Each year, more than 10 billion tons of concrete are produced worldwide, and the main environmental offender is concrete’s key ingredient: cement. A study from researchers at IBM, Meta, and Ozinga, as well as at USC, University of Illinois Urbana-Champaign, and University of Chicago, recently suggested AI may be able to help reduce emissions—and then they tested it out in real-world data-center construction.
- The researchers found that the new concrete formulations could roughly cut the global warming potential in half, when compared to the average of other formulations with similar 28-day strength.
AI-assisted cement
Cement is a popular binding and fortifying agent with a high production cost (and we’re not talking about $$): For every ton of cement produced, at least one ton of CO2 is released into the atmosphere—adding up to at least 8% of annual global emissions.
That’s where AI comes in. The researchers trained a generative AI model on environmental impact data and a small public dataset. Using semi-supervised learning, the model sought out concrete formulas that checked all of the researchers’ boxes: 1) lower carbon footprint, 2) significant compressive strength, and 3) similar durability and other qualities.
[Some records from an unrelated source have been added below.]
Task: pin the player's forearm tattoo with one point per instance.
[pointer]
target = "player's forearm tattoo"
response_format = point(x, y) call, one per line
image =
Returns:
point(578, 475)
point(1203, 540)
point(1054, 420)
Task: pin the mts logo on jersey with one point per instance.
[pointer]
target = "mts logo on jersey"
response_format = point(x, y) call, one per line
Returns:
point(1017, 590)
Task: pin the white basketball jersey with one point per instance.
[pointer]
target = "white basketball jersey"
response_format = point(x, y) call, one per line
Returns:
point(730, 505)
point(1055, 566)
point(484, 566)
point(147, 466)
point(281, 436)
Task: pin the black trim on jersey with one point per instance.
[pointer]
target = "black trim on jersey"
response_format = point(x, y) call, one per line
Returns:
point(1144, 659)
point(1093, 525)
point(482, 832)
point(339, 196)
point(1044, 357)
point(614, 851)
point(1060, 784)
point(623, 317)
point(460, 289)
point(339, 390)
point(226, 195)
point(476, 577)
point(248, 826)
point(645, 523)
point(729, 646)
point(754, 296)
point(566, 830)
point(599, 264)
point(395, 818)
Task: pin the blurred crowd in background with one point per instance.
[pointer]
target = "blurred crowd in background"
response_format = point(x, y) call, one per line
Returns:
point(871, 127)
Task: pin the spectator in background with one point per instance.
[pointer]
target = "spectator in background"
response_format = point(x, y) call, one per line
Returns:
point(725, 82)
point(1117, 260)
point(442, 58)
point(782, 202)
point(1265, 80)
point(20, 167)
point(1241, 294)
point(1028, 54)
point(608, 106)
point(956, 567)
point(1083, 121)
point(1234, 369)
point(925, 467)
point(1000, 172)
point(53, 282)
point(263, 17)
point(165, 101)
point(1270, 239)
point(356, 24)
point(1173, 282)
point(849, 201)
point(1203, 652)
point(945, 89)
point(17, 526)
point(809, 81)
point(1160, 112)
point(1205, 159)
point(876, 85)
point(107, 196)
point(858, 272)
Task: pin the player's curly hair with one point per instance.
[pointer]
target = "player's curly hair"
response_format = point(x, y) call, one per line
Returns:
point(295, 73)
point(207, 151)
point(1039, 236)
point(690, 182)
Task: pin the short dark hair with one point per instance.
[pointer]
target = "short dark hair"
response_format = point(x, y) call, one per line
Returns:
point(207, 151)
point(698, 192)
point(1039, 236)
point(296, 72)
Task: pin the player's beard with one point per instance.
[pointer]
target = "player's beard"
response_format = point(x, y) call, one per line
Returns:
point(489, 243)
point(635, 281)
Once the AI model came up with lower-carbon recipes for concrete, the researchers tasked a concrete supplier with whipping up the new batches. And since the new formulas had performed well in testing, Meta used them in construction on its data center in DeKalb, Illinois—specifically a guard tower and an office building for the construction crew.
- The authors wrote, “Results from field experiments as part of this real-world deployment corroborate the efficacy of AI-generated, low-carbon concrete mixes.”
- They also note there's room to improve on their approach, by building a model that better optimizes for things like cold-wearther curing and logistical considerations (e.g., availability of certain materials).
Zoom out: Data centers have long been criticized for their staggering environmental costs, primarily around their energy and water consumption. To tackle that, companies like Microsoft and Google have announced plans to slash water usage and switch to carbon-free energy sources. Low-carbon concrete could be another tool in the toolbox for those building out data centers—and potentially for builders more broadly.